The situation is disturbingly similar to the incident in April 2017 when an escaped elephant was shot at the instruction of the department after repeated warnings from neighbours and the conservation sector about poor management at the Blaauwbosch Private Game Reserve – owned by Arab Sheik Khalaf Ahmed Khalaf Al Otaiba.
Eastern Cape economic development, environmental affairs and tourism department spokesperson Ncedo Lisani said on Wednesday the department had decided to put the animal down. “A permit will be issued to a professional hunter and it will be shot tomorrow [Thursday].”
But farmer Sandra Skinner said on Wednesday night: “That is not going to happen.
“The fate of this animal is on the heads of all those parties who knew about the management concerns at Blaauwbosch, including the lack of water and the broken fences, and did nothing.
“It is not going to be shot on our farm.”
Earlier in the day at the offices of Al Otaiba’s legal representative Kuban Chetty, Skinner and her husband John, and Blaauwbosch neighbours Patrick and Vanessa Grewar, handed over letters of concern about the matter, highlighting their concern about the animals on the reserve and the danger to people and property if they escaped.
Skinner said the elephant had arrived on their farm Mon Desir on September 22.
After they raised the alarm, a provincial environment department official had responded and the animal was darted on October 2 and returned to Blaauwbosch, which is situated in Kleinpoort, between Uitenhage and Jansenville.
“Our concern was that unless the water supply at Blaauwbosch was attended to and the fence fully repaired and electrified, the same would happen again – which is exactly what happened.”
On Saturday, the elephant rumbled through onto Mon Desir again, endangering workers, interfering with livestock operations, damaging their fence and creating the risk that their valuable hunting game would escape.

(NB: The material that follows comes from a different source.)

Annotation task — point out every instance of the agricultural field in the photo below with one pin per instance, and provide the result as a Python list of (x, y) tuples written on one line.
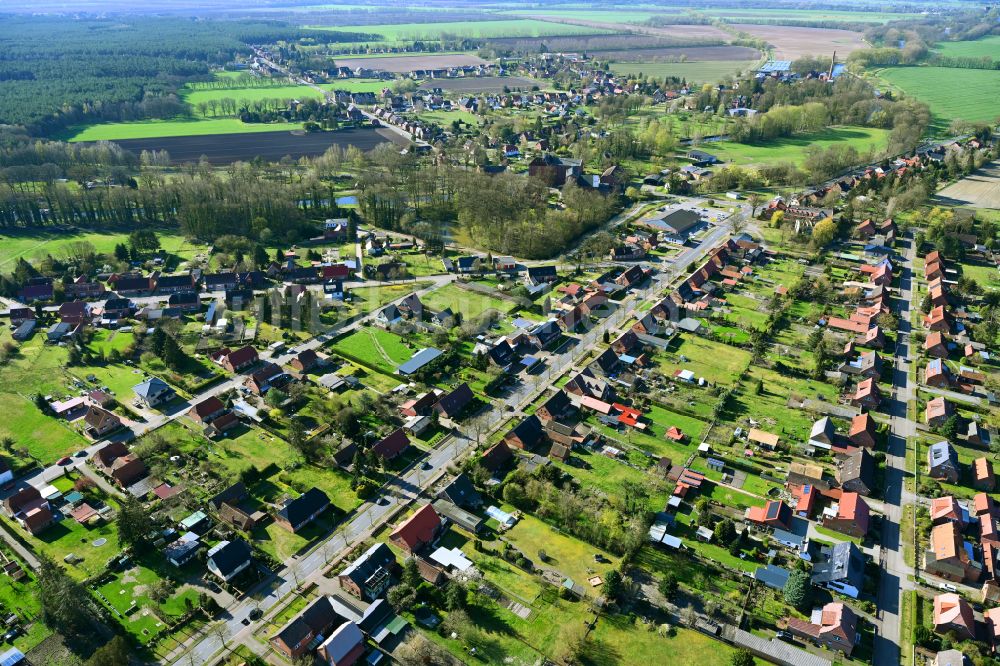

Asked about the status of the process which saw the department in 2017 issue a directive to Al Otaiba relating to management concerns, Lisani said he could not immediately comment.
In June that year, the department said there had been no effort by the reserve owner to rectify problems identified in its January directive and that it was considering pursuing criminal charges against him.
Lisani said he could not respond to questions about this process or the independent review done in 2017 by respected conservationists Dr John O’Brien and Brian Bailey, which warned of “insufficient water, little or no operational budget and poorly maintained fencing that will facilitate further elephant breakouts”.
Grewar appealed directly to Al Otaiba.
“Several management steps need to be put in place immediately for the wellbeing of the game and the safety of the communities of Kleinpoort and Wolwefontein,” he said.
“These include the immediate repair of the broken fence, feed to be purchased for drought-stricken wildlife, and additional staff and preferably professional wildlife management to be brought in.”
Boreholes and pumps had to be repaired and water should be immediately distributed to the parts of the reserve that were dry, he said.
“Should you not want to take any of these steps, you should consider selling.”
In a letter to the provincial environment department, Cockscomb Agricultural Association chair Schalk van der Merwe said Blaauwbosch was not adhering to regulations for containing wildlife.
“The electric fence is not working. Elephants and other animals regularly escape.
“We are calling for a solution. If the owner cannot look after the Blaauwbosch reserve, they must be moved to a place where they can be kept safely.
“The responsible parties will be held accountable for any damage or injury that results from this situation.”
Chetty said his understanding was that Bay businessman Yusuf Jeeva was overseeing some aspects of the Blaauwbosch operation.
“I will contact him about the fence and then I will be in touch with His Excellence [Al Otaiba] and hopefully convince him to come down to assess the situation.”
Several attempts to contact Jeeva were unsuccessful.